A Senate fiscal office analysis of the proposal to increase the tax exemption estimates that Snyder’s version would let Michigan families keep $150 million more of what they earn each year. Even with that hit, state revenue would be expected rise by $750 million next year.
But if the state can now afford to let residents keep more of their own money, there is a better way than raising personal exemptions.
Not everything that reduces state government revenue is a tax cut. The billions of dollars that lawmakers hand out to a select handful of companies in the form of refundable tax credits, for instance, are not tax cuts but a form of spending that benefits a few favored special interests.
The personal exemption that Snyder wants to increase does not change state government’s authority to take 4.25 percent of every dollar you earn. It instead exempts households from their first $170 of taxes, and more for every child in the household. Outside of making the system a little more progressive, it may create a slight incentive to have more kids, though it is a stretch to claim it has a meaningful effect on a person’s decision to do so.
The better option is to lower the income tax rate itself. Doing this lets people keep more of what they earn and makes Michigan more competitive with other states. Both Indiana and Illinois still tax income at a lower rate than Michigan.
A rate cut can also increase job security for workers. Michigan’s dynamic economy, like the nation’s, constantly experiences tremendous job churn. Every three months, around one out of 20 Michigan jobs disappears, and when times are good, it is replaced by a new job, or slightly more than one new job.

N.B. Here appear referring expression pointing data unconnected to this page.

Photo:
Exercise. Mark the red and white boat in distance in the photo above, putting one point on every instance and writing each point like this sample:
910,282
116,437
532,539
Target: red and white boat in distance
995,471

When the state takes less of what you earn — say, 4 percent instead of the current 4.25 percent — this encourages businesses to hire more people and shed fewer jobs. It also helps grow the state economy by encouraging more people to move here.
Importantly, job growth is associated with income tax rate cuts and not with increases in the personal exemption. While exemptions do let some people keep more of their money, it is not as clear that they have growth-inducing effects on the overall economy. Legislative discussions will show whether growth matters when lawmakers talk about taxes.
James M. Hohman is director of fiscal policy at the Mackinac Center for Public Policy.